In the manner of a research exhibition, Michel Majerus: SINNMASCHINE illustrates the multiple ways in which Majerus has translated his research into painting, offering a discursive space for visitors to delve into his working methods, artistic reflections and various influences. On a scaffolding structure that refers to the architectures that he himself repeatedly built in a variety of formats, Mudam displays a selection of his multifaceted paintings from diverse phases of his creative career. His library, integrated into the structure, gives a clear indication of his varied but time-typical interests; while his notebooks and collected publications allow for differentiated readings of this artistic practice. In addition, Majerus’s VHS tapes—copied video material from state television, MTV and VIVA recordings to documentaries and feature films—lend a new urgency to the artist’s paintings, adding context and depth to the flatness of most of his works. The juxtaposition of archival material and paintings aims to shift and deepen our current understanding of Majerus’s work, his relationship to art history and the discourses of his time.
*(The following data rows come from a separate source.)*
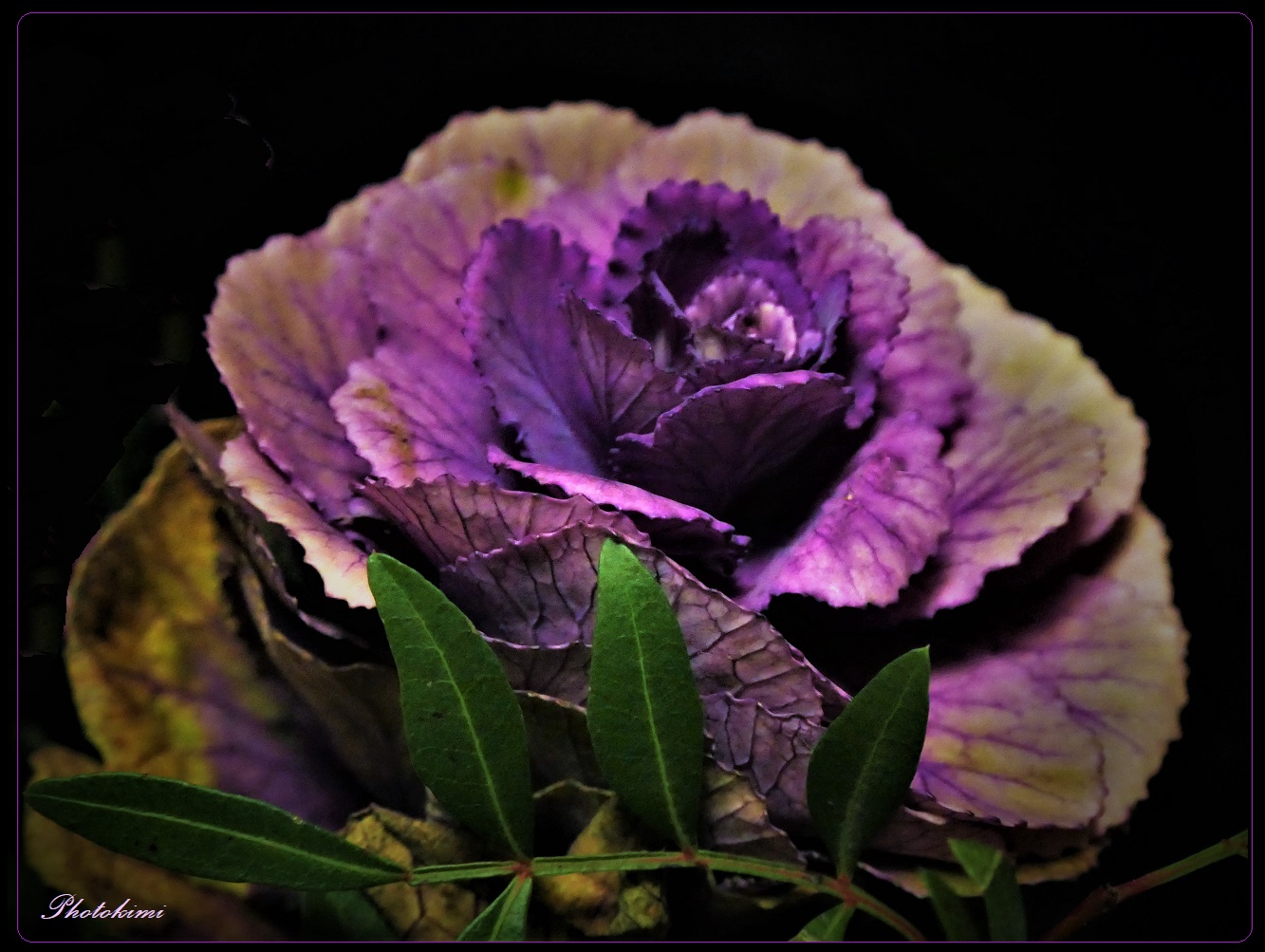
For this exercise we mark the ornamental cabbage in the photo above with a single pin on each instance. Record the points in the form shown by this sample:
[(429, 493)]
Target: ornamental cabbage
[(718, 345)]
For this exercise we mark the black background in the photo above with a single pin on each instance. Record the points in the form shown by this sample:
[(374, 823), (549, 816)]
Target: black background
[(1096, 167)]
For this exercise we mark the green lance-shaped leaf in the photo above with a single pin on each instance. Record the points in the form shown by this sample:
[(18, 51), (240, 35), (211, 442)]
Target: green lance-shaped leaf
[(953, 913), (644, 713), (828, 926), (506, 919), (209, 833), (342, 915), (995, 876), (462, 721), (863, 765)]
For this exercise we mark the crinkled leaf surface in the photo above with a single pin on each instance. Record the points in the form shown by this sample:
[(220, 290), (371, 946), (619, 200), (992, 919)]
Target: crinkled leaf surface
[(644, 713), (209, 833), (462, 721), (862, 767)]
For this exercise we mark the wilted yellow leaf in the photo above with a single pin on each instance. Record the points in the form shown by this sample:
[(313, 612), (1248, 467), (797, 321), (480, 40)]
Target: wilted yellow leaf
[(432, 910)]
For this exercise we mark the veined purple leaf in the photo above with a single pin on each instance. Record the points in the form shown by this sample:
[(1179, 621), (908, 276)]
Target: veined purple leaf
[(448, 519), (540, 591), (873, 308), (724, 439), (673, 526), (566, 376), (288, 322), (771, 750), (1066, 725), (1016, 477), (874, 531)]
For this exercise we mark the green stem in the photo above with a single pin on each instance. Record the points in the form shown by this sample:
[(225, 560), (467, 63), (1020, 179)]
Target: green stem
[(451, 872), (842, 887), (1106, 898)]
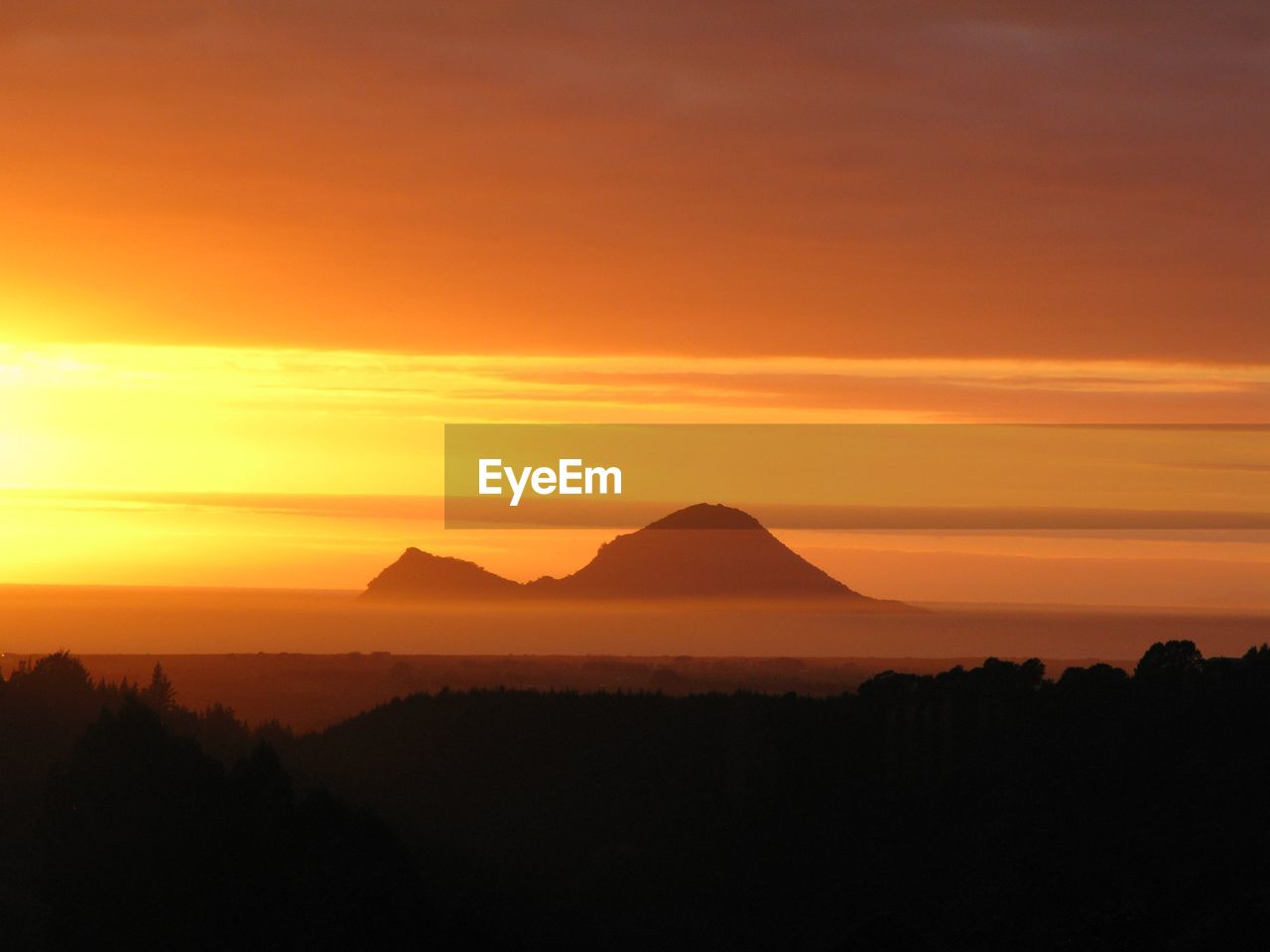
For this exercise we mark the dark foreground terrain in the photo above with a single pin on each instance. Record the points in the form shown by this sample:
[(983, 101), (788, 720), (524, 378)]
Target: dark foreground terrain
[(976, 809)]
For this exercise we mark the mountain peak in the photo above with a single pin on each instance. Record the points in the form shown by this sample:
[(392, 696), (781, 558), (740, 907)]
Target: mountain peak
[(702, 556), (706, 516), (418, 574)]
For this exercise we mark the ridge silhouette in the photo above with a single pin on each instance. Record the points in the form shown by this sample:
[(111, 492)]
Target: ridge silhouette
[(702, 551)]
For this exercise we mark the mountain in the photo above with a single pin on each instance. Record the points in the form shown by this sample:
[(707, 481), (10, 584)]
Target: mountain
[(421, 575), (703, 551)]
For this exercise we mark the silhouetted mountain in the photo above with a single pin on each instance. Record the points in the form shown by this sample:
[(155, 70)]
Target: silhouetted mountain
[(423, 575), (699, 551), (703, 551)]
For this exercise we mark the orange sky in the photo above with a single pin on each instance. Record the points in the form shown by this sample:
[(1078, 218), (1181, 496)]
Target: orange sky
[(268, 249)]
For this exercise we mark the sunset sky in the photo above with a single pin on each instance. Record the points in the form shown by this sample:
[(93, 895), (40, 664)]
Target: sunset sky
[(255, 255)]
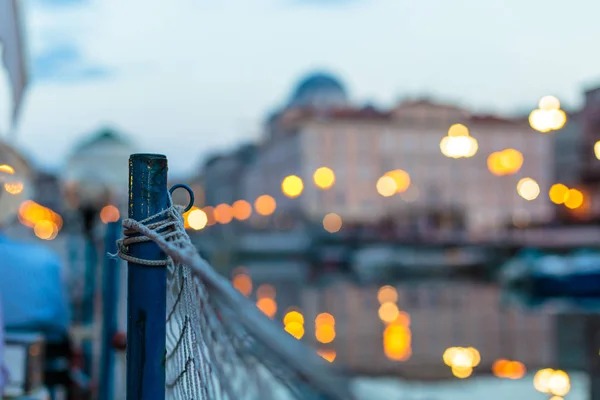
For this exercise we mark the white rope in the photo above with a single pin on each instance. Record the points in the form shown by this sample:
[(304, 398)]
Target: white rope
[(203, 335)]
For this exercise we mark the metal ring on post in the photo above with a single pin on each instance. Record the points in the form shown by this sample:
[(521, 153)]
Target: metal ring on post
[(190, 193)]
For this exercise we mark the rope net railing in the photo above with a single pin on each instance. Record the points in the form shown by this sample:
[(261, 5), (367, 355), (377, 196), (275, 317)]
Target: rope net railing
[(218, 344)]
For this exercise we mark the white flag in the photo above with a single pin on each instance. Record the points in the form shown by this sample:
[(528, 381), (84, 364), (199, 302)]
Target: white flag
[(12, 39)]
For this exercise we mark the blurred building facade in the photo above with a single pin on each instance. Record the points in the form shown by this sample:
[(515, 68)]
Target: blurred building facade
[(590, 131), (319, 127)]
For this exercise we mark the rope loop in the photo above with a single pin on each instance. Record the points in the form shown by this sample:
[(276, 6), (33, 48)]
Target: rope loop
[(168, 224)]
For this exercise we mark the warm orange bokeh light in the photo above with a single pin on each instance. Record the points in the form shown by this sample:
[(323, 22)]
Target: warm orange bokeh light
[(46, 223), (327, 354), (210, 215), (265, 291), (293, 316), (243, 283), (14, 187), (462, 372), (45, 229), (387, 294), (7, 169), (265, 205), (295, 329), (324, 178), (109, 213), (242, 210), (528, 189), (574, 199), (505, 162), (325, 319), (558, 193), (292, 186), (223, 213), (196, 219), (386, 186), (325, 333), (388, 312), (397, 341), (332, 223), (401, 178), (267, 306), (554, 382)]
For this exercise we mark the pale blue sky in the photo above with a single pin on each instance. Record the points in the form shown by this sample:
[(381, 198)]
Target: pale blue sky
[(186, 77)]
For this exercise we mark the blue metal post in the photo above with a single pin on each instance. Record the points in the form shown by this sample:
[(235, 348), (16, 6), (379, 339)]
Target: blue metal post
[(146, 285), (110, 300), (89, 295)]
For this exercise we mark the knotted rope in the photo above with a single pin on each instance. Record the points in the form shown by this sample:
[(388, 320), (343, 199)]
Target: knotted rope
[(217, 340)]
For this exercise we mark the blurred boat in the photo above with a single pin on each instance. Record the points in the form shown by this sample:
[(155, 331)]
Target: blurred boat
[(571, 275), (383, 262)]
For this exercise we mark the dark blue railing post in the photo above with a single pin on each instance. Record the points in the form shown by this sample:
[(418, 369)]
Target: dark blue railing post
[(89, 296), (146, 285), (110, 300)]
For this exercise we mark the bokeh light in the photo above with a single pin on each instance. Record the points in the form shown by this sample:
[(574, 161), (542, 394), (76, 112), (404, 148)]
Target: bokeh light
[(197, 219), (548, 117), (293, 322), (242, 282), (45, 229), (265, 291), (461, 360), (386, 186), (458, 130), (210, 215), (325, 333), (292, 186), (505, 162), (7, 169), (223, 213), (14, 188), (387, 294), (295, 329), (242, 210), (325, 328), (109, 213), (332, 223), (458, 143), (324, 319), (268, 306), (549, 103), (508, 369), (45, 222), (327, 354), (265, 205), (397, 342), (558, 193), (401, 178), (324, 178), (293, 316), (388, 312), (528, 189), (573, 199), (554, 382)]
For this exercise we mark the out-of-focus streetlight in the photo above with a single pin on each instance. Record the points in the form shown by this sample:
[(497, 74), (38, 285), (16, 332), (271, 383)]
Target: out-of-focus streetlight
[(597, 149), (548, 117), (505, 162), (458, 143)]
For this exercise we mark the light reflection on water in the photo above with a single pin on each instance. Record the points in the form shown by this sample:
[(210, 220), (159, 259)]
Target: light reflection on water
[(478, 388), (441, 315)]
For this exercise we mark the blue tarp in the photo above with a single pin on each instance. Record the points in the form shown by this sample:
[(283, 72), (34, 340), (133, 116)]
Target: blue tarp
[(32, 293)]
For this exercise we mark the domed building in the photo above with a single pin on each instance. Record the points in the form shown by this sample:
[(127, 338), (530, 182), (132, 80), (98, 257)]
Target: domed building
[(98, 169), (319, 90)]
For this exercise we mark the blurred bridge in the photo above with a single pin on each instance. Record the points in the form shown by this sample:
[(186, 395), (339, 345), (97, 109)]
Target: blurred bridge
[(442, 315)]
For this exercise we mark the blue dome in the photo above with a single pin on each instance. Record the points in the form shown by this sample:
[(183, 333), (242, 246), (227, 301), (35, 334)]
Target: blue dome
[(319, 90)]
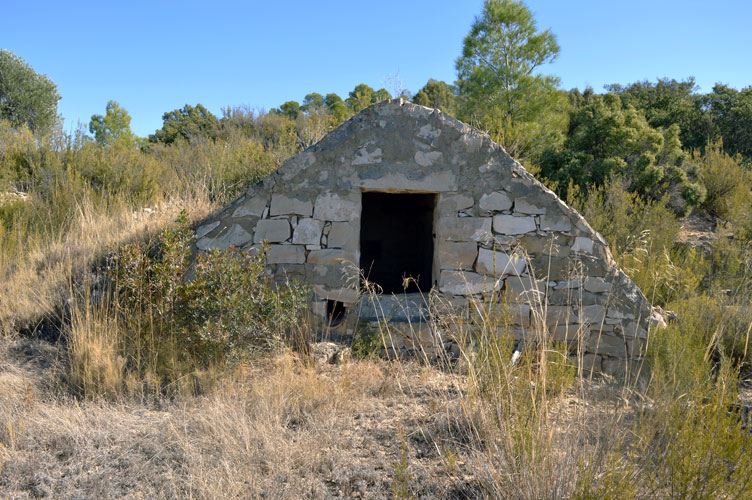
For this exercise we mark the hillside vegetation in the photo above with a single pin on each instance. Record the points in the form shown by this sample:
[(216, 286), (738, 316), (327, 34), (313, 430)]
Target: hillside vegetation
[(119, 378)]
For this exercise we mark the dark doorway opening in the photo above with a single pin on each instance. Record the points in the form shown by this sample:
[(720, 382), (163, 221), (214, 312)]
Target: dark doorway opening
[(396, 240), (335, 311)]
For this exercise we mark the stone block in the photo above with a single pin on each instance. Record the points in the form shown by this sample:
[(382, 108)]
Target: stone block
[(553, 268), (607, 345), (272, 230), (457, 254), (427, 158), (495, 202), (589, 363), (365, 157), (623, 369), (568, 284), (582, 244), (576, 296), (236, 236), (555, 223), (450, 204), (285, 254), (523, 206), (464, 228), (308, 232), (509, 224), (515, 314), (253, 206), (343, 235), (596, 285), (286, 205), (594, 314), (328, 257), (558, 315), (344, 295), (553, 244), (499, 263), (334, 207), (330, 276), (466, 283), (569, 334), (525, 289), (205, 229)]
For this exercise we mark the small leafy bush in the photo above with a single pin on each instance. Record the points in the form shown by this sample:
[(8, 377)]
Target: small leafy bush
[(178, 314)]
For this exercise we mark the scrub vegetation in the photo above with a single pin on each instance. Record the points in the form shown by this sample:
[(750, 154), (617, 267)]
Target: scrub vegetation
[(125, 372)]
A publication based on the symposium that took place at Mudam in November 2022, what looks good today may not look good tomorrow: The Legacy of Michel Majerus will complete this expanded view and will be published in conjunction with the exhibition. This publication is the first volume of a new research-based series initiated to accompany the symposiums proposed as part of Mudam’s programming and will be co-published with Sternberg Press. With contributions by Cory Arcangel, Karen Archey, Motoko Ishibashi, Ingrid Luquet-Gad, Clémentine Proby, Fabian Schöneich, Stephanie Seidel, Bettina Steinbrügge and Sarah Johanna Theurer.
Curators: Bettina Steinbrügge, assisted by Clémentine Proby
Michel Majerus (b. 1967, Esch-sur-Alzette–d. 2002, Niederanven) studied at the State Academy of Fine Arts in Stuttgart before moving to Berlin, where, apart from a one-year stay in Los Angeles, he lived and worked until his untimely death in 2002. His work has been shown in solo exhibitions at KW Institute for Contemporary Art; Kunstverein in Hamburg and Neuer Berliner Kunstverein, among thirteen other museums featuring works from their collections, as part of the Germany-wide exhibition series Michel Majerus 2022. Previous solo presentations include Kunstmuseum Stuttgart (2011); Mudam Luxembourg (2006); Stedelijk Museum, Amsterdam (2005); Kunsthaus Graz (2005); Deichtorhallen Hamburg (2005); Tate Liverpool (2004); Hamburger Bahnhof, Berlin (2003) and Kunsthalle Basel (1996), among others.